New voting methods have been introduced by North Dakota State’s student court to restrict voting error from students.
The new rules require voters to use an electronic ID to vote for a write-in candidate.
Thomas Fyffe, chief justice of the student court, said the new implications are expected to streamline the vote tallying process.
Fyffe added the move is to prevent students from voting more than once for the same person, to prevent random names from being submitted and to prevent instances like Professor X from being elected.
Professor X, a black cat rescued from the Fargo streets who is owned by NDSU students, received 50 write-in votes in the 2015 student body election. This is more votes received in the same election for off-campus senator than Mason Wenzel, current student body presidential candidate and student government executive commissioner of finance, received.
Professor X’s co-owner and spokesman Jacob Lynch told The Spectrum in 2016 the feline’s write-in campaign sought to increase voter participation in student body elections.

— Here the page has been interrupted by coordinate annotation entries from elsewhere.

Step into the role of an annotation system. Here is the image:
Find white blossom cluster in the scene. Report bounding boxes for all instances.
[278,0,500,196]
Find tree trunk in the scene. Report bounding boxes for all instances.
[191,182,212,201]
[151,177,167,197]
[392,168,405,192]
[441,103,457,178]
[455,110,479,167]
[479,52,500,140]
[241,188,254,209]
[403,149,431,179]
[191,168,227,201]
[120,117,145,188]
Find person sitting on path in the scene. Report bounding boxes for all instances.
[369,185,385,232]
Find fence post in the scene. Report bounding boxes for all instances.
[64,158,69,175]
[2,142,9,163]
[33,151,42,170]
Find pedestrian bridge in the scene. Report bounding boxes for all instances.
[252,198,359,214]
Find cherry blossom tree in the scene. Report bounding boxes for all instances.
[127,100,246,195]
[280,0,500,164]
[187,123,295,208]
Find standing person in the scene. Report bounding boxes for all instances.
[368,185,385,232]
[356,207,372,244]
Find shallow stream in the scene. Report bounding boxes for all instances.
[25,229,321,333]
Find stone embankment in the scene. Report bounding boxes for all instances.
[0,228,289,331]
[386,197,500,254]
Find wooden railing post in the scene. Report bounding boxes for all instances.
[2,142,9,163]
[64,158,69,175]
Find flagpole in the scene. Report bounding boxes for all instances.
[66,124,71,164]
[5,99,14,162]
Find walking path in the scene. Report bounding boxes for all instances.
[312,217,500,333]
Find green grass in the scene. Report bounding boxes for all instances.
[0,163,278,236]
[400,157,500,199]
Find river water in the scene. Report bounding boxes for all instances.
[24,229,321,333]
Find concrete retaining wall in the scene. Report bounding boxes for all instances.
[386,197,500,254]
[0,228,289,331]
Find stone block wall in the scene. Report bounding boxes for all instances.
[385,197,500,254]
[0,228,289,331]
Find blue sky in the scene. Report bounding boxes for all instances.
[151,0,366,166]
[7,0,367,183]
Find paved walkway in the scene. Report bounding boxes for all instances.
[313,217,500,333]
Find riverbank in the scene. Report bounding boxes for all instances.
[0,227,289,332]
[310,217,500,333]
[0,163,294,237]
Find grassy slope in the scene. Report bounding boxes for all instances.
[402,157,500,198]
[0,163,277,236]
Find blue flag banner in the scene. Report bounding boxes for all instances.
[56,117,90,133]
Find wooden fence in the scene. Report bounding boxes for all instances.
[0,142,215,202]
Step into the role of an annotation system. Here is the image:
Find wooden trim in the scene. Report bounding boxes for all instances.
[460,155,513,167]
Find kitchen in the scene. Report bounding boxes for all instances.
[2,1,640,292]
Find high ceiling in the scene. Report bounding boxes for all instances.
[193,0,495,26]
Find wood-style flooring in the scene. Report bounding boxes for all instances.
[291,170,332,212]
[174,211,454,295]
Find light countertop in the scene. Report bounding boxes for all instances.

In 2016, Professor X moved away from write-in candidacy to philanthropic work.
Professor X is not the first four-legged friend of the NDSU community who has had its name tossed in the ring to become a student senator.
On April 28, 1987, former Spectrum news editor Jeff Kolpack (who now covers Bison sports for Forum Communications) wrote an article saying if his dog, Sparky, were to gather 25 signatures from students he could run unopposed in the following day’s student senate election.
Sparky, like Professor X, was unable to be in student senate as he was not formally enrolled at NDSU.
“I’m thinking Sparky the Dog would have made a better senator and student body president than Jack Maughan,” Kolpack said.
Fyffe said the effect of voter turnout with regard to requiring an electronic ID was not considered when implemented.
Lynch was unavailable for comment by press time.